I recently attended the ADA/FNCE in Boston. Here's a re-cap of some of the presentations and offerings from the event:
(1) Kids Eat Right is the new campaign and effort by the ADA to help Registered Dieticians have an impact on the childhood obesity epidemic. With the White House emphasizing its own Let's Move initiative through Michelle Obama's efforts, the ADA hopes to focus on weight issues that can exist concomitantly with chronic low intake of nutrients due to a diet subsisting of mostly processed foods. The campaign hopes to have RDs empower parents, and push to get quality, appealing food options into schools nationwide.

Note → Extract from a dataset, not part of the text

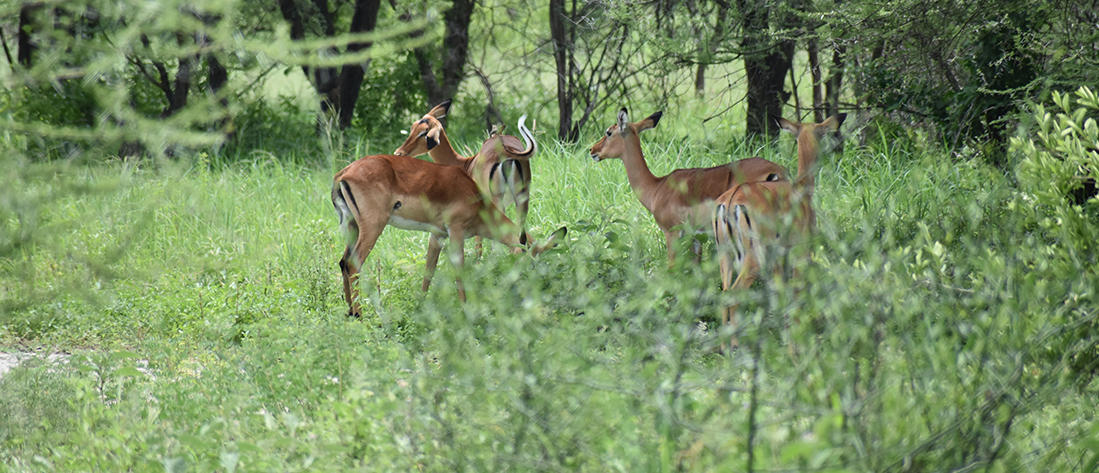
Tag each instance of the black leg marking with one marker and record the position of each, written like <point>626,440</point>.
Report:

(2) Cereal studies shared by both Kellog and General Mills with information extrapolated from NHANES data sets from 1999-2002 suggest that kids who eat cereal for breakfast on a regular basis have lower BMIs, waist sizes and better health profiles later in life regardless of whether the cereal is sweetened or unsweetened. Per serving many cereal choices are fortified with as many as 9 essential vitamins and when paired with low fat or fat free milk can provide a nutritious first meal of the day. It should be noted that despite the findings, most dieticians, when polled, obviously prefer a whole grain, low sugar cereal choice, however, the data suggests that regardless of the particular choice, simply eating a breakfast cereal daily is a good health habit
(3) Making healthy food is easy - getting people to eat it, is the challenge. The focus needs to be on "eating behaviors" since eating is mostly a social experience. If experts try to make it too therapeutic, they will turn off the very people they are targeting. So we need to find a way to help people eat more healthy choices and be cognizant of portion sizes without taking the pleasure out of eating.
(4) Fat in the diet is not uniquely responsible for people becoming fat. In fact, carbohydrates are probably bigger culprits right now in the obesity equation. The example of cows who consume only carbohydrates in the form of "chewing the cud" or pasture grasses is a clear example of girth obtained from a carbohydrate source. Certainly the type of fat you mostly consume is very important from a health profile perspective. As one expert offered: "We are unhealthy or fat because of what we do eat...what we don't eat...what we eat too much of."
Some take-away messages:
- Going meat-free several days a week can help you to lose weight, improve your cholesterol profile and allow you to "be green." Choosing complete proteins like soy in the form of tofu, tempeh or soy beans is one great meat alternative.
- Do eat a daily breakfast and choose a whole grain cereal that is fortified. Use skim or 1% milk or soy milk and add berries or other fruits to create a balanced meal.
- Take note that many cereal companies are making an effort to reduce sugars and sodium
- When it comes to fruits and vegetables, get them any way you can - fresh, frozen, canned in order to meet 5 - 13 total servings daily. If not fresh, try to avoid added sugar and salt.